Processing Pipelines🔗

Processing pipelines are RSigma's mechanism for transforming Sigma rules before they reach the engine or a backend. They handle the impedance mismatch between how Sigma rules name fields (CommandLine, EventID, User) and how your events actually name fields (process.command_line, winlog.event_id, actor.user.name). Pipelines are pySigma-compatible, so anything you write for pySigma works in RSigma, and most pipelines from the SigmaHQ pySigma backends work as well.

This page covers static pipelines (the bread and butter), builtin pipelines (ecs_windows, sysmon), and dynamic pipelines (an RSigma-only capability that pulls values from external sources at runtime).

What pipelines do🔗

A pipeline is a list of transformations applied to each rule in priority order before the rule is compiled or converted. Common transformations:

Map field names: CommandLine becomes process.command_line.
Inject conditions: every process_creation rule gets EventID: 1 added.
Set logsource: rewrite product: windows to product: windows_sysmon.
Drop rules that target a different schema.
Set backend-specific options like postgres.table or index.

All of this happens in memory, once, at engine load time (or whenever rules hot-reload). The compiled or converted output looks as if the rules had been written against your schema directly.

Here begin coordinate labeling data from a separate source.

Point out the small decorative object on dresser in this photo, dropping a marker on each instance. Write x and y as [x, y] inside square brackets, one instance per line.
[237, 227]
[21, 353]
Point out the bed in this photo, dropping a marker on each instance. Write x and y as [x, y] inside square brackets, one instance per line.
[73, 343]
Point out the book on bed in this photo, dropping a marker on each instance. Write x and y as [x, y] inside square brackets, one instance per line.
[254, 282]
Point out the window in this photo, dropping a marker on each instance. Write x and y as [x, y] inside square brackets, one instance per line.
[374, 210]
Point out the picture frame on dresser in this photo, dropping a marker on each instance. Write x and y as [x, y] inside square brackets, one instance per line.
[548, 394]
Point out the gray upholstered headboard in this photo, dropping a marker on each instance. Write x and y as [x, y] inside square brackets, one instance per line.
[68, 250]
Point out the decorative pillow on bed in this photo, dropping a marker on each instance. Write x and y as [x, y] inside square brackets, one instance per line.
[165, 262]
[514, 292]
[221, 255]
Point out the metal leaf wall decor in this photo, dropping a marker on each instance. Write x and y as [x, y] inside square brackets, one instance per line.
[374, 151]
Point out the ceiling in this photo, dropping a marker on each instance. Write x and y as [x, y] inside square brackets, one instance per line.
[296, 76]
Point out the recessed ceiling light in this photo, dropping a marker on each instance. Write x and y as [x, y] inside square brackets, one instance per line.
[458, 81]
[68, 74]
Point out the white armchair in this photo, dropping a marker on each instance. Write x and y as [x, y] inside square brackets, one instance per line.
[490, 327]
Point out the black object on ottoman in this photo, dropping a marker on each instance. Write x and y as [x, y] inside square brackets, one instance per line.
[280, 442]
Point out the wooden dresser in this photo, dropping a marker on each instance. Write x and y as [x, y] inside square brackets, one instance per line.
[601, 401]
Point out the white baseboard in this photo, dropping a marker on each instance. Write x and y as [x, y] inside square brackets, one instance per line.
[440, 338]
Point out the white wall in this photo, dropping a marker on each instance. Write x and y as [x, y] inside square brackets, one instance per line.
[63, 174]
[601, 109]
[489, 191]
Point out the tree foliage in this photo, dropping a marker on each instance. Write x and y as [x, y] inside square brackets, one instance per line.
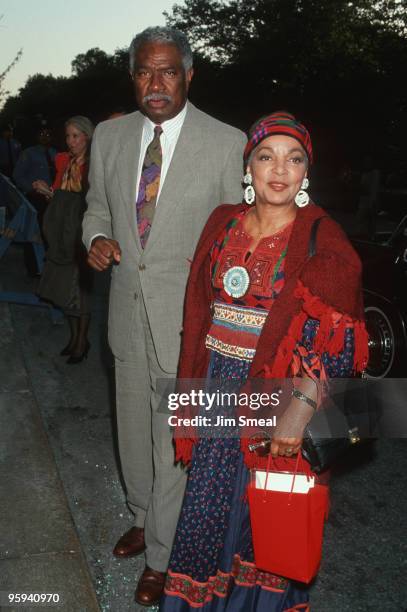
[98, 86]
[3, 92]
[332, 62]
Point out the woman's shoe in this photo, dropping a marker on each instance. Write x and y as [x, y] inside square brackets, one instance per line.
[77, 359]
[66, 351]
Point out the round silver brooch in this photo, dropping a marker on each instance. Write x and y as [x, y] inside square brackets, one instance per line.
[236, 281]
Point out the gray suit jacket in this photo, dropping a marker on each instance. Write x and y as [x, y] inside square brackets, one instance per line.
[206, 170]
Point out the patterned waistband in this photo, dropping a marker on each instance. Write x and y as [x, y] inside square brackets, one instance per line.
[250, 318]
[235, 330]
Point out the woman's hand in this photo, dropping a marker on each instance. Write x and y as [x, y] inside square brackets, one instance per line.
[289, 432]
[43, 188]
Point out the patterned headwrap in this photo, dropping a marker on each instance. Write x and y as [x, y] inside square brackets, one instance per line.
[278, 123]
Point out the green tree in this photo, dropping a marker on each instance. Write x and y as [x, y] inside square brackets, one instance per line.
[332, 62]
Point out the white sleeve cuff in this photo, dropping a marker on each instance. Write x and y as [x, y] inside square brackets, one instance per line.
[93, 237]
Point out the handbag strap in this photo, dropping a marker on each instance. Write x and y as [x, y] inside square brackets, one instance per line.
[299, 460]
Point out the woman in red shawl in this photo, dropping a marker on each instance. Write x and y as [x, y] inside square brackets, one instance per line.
[258, 307]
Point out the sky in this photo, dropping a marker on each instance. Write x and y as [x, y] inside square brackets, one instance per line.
[52, 32]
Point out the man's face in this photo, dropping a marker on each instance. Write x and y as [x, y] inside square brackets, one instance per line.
[160, 81]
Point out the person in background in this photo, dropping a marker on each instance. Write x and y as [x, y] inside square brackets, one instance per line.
[66, 278]
[155, 177]
[10, 150]
[35, 163]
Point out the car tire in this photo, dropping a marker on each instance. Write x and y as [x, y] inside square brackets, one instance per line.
[387, 339]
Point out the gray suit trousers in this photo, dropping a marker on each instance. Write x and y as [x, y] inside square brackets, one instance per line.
[155, 486]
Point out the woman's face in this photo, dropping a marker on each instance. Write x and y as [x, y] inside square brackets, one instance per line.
[278, 167]
[76, 140]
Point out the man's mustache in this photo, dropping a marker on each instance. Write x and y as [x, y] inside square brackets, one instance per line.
[157, 97]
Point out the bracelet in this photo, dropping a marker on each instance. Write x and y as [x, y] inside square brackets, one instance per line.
[299, 395]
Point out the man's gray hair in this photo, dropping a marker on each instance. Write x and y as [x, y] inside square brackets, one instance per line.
[162, 35]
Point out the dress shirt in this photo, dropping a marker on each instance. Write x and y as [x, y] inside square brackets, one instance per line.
[168, 139]
[170, 133]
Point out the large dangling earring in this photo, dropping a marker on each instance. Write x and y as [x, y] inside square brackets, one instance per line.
[249, 193]
[302, 197]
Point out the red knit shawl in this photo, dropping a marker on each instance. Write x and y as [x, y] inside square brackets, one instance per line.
[314, 288]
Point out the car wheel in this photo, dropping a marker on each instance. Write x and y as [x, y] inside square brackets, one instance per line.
[386, 339]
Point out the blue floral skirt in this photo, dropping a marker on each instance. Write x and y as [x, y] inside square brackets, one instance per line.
[212, 564]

A pipeline YAML file looks like this:

name: My ECS Mapping
priority: 20
transformations:
  - id: ecs_process_fields
    type: field_name_mapping
    mapping:
      CommandLine: process.command_line
      Image: process.executable
      ProcessId: process.pid
      ParentImage: process.parent.executable
    rule_conditions:
      - type: logsource
        product: windows
        category: process_creation
  - id: ecs_user_fields
    type: field_name_mapping
    mapping:
      User: user.name
      TargetUserName: user.target.name
    rule_conditions:
      - type: logsource
        product: windows

priority: 20 controls ordering when multiple pipelines are chained (lower numbers run first). rule_conditions gates each transformation so it only runs against matching rules.

Loading pipelines🔗

Pass -p NAME_OR_PATH to any subcommand that accepts pipelines (engine eval, engine daemon, backend convert, rule validate, rule fields, pipeline resolve). The flag is repeatable:

rsigma engine eval -r rules/ -p ecs_windows -e @events.ndjson
rsigma engine daemon -r rules/ -p ecs_windows -p custom-mappings.yml
rsigma backend convert rules/ -t postgres -p pipelines/ocsf_postgres.yml
rsigma rule validate rules/ -p sysmon

The argument is first checked against builtin pipelines. If no match, it is treated as a file path. Multiple pipelines are sorted by priority and applied in sequence.

Builtin pipelines🔗

RSigma embeds two ready-to-use pipelines in the binary, so common cases need no external file:

Name	What it does
`ecs_windows`	Maps Sigma/Sysmon field names to Elastic Common Schema (ECS). Use with Winlogbeat, Elastic Agent, or any pipeline that produces ECS-shaped events.
`sysmon`	Adds `EventID` conditions to route by Sysmon event type. Use when evaluating against raw Sysmon JSON.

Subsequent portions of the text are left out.